A good RAG system therefore needs evaluation, not only a demo. Teams often build a small test set of real questions with expected source documents and acceptable answers. For each question, they check whether the retrieval step found the right chunks, whether the generated answer used those chunks accurately, whether citations point to the right places, and whether the system refuses when the knowledge base does not contain enough evidence. This separates two problems that are easy to mix together: search quality and answer quality.

The most useful metrics are often plain and practical. For retrieval, ask whether the right source appears in the top few results. For answer quality, ask whether the response is faithful to the retrieved sources, complete enough for the user's task, and honest about uncertainty. For production use, watch the questions that fail repeatedly. They usually reveal missing documents, unclear ownership, stale content, or a chunking strategy that looked fine in a notebook but breaks on real work.

RAG also depends on the boring health of the knowledge base. If the source documents are outdated, duplicated, or written in five competing styles, retrieval will faithfully bring that mess forward. The AI layer cannot repair a knowledge system nobody maintains. In many teams, the hardest part of RAG is not embeddings or vector search. It is deciding which documents are trusted, who updates them, how old content is retired, and how the system handles sensitive information.

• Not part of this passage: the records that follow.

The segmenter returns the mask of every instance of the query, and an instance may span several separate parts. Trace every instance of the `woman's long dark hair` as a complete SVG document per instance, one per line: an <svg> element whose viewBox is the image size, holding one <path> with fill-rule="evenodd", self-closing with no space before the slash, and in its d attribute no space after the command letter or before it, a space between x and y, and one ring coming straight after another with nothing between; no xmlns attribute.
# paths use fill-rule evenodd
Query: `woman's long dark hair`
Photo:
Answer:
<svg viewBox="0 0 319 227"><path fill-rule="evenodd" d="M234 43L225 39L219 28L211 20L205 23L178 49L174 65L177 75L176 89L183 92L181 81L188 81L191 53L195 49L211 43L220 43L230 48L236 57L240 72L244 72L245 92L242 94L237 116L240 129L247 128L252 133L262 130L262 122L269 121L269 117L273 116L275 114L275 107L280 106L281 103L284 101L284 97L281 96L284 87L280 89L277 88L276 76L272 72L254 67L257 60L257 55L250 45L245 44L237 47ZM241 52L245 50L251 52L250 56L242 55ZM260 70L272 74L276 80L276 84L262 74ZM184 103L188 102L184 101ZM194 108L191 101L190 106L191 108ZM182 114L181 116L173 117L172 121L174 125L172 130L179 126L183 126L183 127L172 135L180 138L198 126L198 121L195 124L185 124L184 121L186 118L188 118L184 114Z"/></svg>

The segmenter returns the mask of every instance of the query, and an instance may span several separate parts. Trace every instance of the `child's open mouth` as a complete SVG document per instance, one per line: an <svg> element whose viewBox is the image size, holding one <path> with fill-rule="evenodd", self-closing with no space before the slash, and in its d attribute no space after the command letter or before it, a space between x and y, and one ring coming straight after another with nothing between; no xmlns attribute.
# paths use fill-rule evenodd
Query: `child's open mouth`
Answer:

There is a calm way to think about RAG: it is not a shortcut around understanding. It is a way to connect a language model to the current shelf of evidence before it answers. The model still needs boundaries. The documents still need care. The output still needs proportionate testing. But when those pieces are present, RAG can turn an AI assistant from a confident generalist into a more useful reader of the material your team actually works from.

The next time an AI answer sounds right, the helpful question is not only whether the wording is clear. It is where the answer came from. What chunks were retrieved? Are the sources current? Do the citations support the claim? If you have built or used a small RAG system, compare where it helped most and where it failed quietly. That comparison is often where the real learning begins.